Allons plus loin dans le raisonnement. Imaginons un auteur en mal de publication mais qui aurait fait indexer son livre par Google. Il augmente sensiblement ses chances de notoriété. Tel Simenon déroulant ses polars sur fond d’ambiance liégeoise qui aurait mis l’un de ses livres en ligne avec un partenariat Adsense, il y a fort à parier que tout internaute en quête d’écrits sur Liège passerait d’une façon ou d’une autre par son site et potentiellement cliquerait sur les publicités de l’office du tourisme de Liège.

A présent, envisageons une position intermédiaire entre le type de données actuellement indexées sur un livre et l’indexation du texte intégral.
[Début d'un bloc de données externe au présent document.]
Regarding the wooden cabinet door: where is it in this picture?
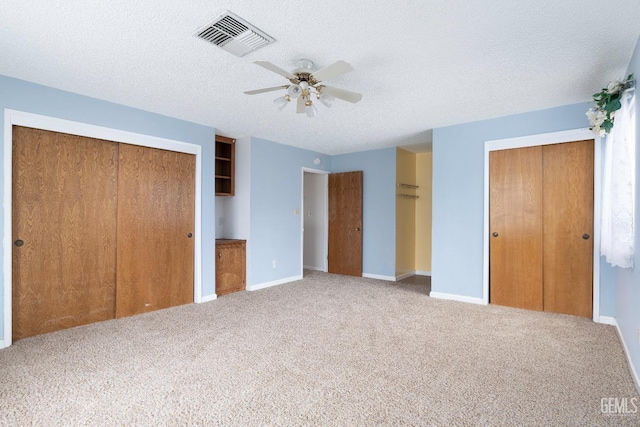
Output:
[542,140,593,317]
[12,126,118,340]
[489,146,543,310]
[328,171,362,276]
[116,144,195,317]
[216,241,246,296]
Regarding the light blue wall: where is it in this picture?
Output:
[331,147,396,277]
[248,138,331,286]
[431,103,614,316]
[0,76,215,339]
[615,32,640,388]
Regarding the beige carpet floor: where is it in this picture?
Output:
[0,272,640,426]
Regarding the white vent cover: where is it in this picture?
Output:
[196,10,276,56]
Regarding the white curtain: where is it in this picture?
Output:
[600,90,636,268]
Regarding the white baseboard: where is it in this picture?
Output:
[200,294,218,304]
[362,273,396,282]
[247,275,302,291]
[597,316,618,326]
[396,271,416,282]
[600,316,640,394]
[429,291,485,305]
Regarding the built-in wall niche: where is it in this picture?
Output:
[215,135,236,196]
Une bonne partie du contenu Web 2.0 pensé pour la googlisation s’appuie sur le système des tags. Comme pour ce blog, la spécification de tags pour chaque billet permet de toucher un lectorat qui ne connaît pas immateriel.fr mais qui s’intéresse aux mêmes sujets que nous. Pourquoi ne pas envisager pour chaque livre, non pas les tags un peu prévisibles de classification (roman, psychologie, aventure, sciences humaines, voyage etc…) mais des mots-clés, pensés par l’éditeur ou l’auteur, uniques en un sens car adaptés à un contenu unique. Ces tags constituent une nébuleuse de méta-données propre à ceux qui les choisissent, en quelque sorte, une grille de lecture sous la forme de mots, un index pensé pour le Web. L’avantage est principalement de faire connaître un contenu sans tout dévoiler.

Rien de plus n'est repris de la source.